Pedaggi truccati sulla Messina-Palermo, sospesi cinque dipendenti del Cas e un tecnico esterno. Così 5 dipendenti sottravano soldi al Caso
Il metodo era collaudato e ripetuto nel tempo. Il casellante ritirava il contante dall’automobilista - ad esempio 10 euro - ma invece di inserire il biglietto reale nel “ricevitore di pista”, la macchina che registra gli incassi, utilizzava un biglietto contraffatto da pochi centesimi (0,90 euro), intascando la differenza di 9,10 euro. Il biglietto originale veniva poi smagnetizzato con una spillatrice e gettato nel cestino. In alcuni casi gli indagati avrebbero persino disattivato le corsie automatiche per dirottare il traffico verso il proprio sportello.
Sono i dettagli che emergono dalla nota della Procura di Termini Imerese sull'indagine condotta dalla Polstrada di Buonfornello che ha portato all'esecuzione di sei misure cautelari nei confronti di cinque impiegati del Cas, Consorzio autostrade siciliane, e di un dipendente di una società privata che, sulla base di specifico contratto di appalto con il Cas, svolge per conto di quest'ultimo ente il servizio di manutenzione della rete informatica. Tutti sono accusati di peculato.
Gli agenti tecnici esattori in servizio a Buonfornello e Cefalù sono stati sospesi dal servizio per sei mesi. A ciascuno vengono contestati rispettivamente 13, 18, 24, 103 e 108 episodi di peculato. Nel giro di circa tre mesi, tra novembre 2025 e gennaio 2026, ogni indagato avrebbe sottratto somme comprese tra 99 e 803 euro. Il dipendente della società privata che gestisce la manutenzione informatica degli impianti è invece ritenuto coinvolto in 33 episodi insieme a due dei casellanti.
A fare scattare le indagini è stato lo stesso Cas, che aveva segnalato anomalie sistematiche negli incassi di alcuni caselli dell’A20, con una sproporzione evidente tra i transiti registrati e le somme effettivamente versate. La polizia stradale di Buonfornello ha poi documentato tutto tramite intercettazioni ambientali e videoriprese all’interno e all’esterno dei gabbiotti.

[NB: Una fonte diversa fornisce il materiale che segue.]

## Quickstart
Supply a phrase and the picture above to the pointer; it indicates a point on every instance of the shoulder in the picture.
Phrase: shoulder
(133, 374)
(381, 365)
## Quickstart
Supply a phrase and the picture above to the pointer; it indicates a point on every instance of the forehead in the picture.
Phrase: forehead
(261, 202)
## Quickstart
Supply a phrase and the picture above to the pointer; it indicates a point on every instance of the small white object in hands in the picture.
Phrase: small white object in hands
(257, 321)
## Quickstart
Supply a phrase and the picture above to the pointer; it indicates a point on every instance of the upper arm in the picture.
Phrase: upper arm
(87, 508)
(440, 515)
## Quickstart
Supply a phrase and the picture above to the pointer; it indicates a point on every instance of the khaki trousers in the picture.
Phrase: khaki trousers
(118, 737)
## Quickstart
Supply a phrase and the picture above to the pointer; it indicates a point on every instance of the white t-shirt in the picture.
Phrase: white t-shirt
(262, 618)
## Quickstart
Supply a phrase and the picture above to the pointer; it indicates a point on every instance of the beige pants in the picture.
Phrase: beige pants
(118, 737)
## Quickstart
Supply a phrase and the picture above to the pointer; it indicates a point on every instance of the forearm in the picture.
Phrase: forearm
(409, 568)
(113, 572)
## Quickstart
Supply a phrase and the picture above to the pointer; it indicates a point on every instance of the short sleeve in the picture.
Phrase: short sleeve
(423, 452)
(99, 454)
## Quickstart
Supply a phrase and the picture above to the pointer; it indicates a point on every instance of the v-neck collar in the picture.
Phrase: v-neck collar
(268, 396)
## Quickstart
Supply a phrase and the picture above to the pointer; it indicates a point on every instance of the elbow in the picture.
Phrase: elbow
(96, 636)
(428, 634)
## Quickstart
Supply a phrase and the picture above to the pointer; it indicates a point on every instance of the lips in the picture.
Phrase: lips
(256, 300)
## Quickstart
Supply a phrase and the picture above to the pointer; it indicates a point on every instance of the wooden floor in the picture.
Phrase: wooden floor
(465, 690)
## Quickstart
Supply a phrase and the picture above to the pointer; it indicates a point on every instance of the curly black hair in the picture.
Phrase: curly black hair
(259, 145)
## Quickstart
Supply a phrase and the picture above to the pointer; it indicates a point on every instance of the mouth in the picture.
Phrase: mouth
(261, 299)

Il gip del tribunale di Termini Imerese, Irina Cirincione, firmataria delle ordinanze, sottolinea che “dalla ricostruzione dei fatti operata dagli inquirenti emerge chiaramente come le singole condotte descritte rappresentino solo un piccolo segmento di un consolidato modus operandi degli esattori del Cas, odierni indagati, in ragione della disinvoltura dell'agito, la cui perpetuazione in un lungo corso di tempo ha, di certo, consentito l'appropriazione di una notevole somma di denaro”.
Tutti gli indagati, sentiti in sede di interrogatorio preventivo, si sono avvalsi della facoltà di non rispondere. Le indagini preliminari sono ancora in corso. La Procura ha inoltre invitato i cittadini a segnalare situazioni analoghe, per favorire l’emersione di eventuali altri episodi simili.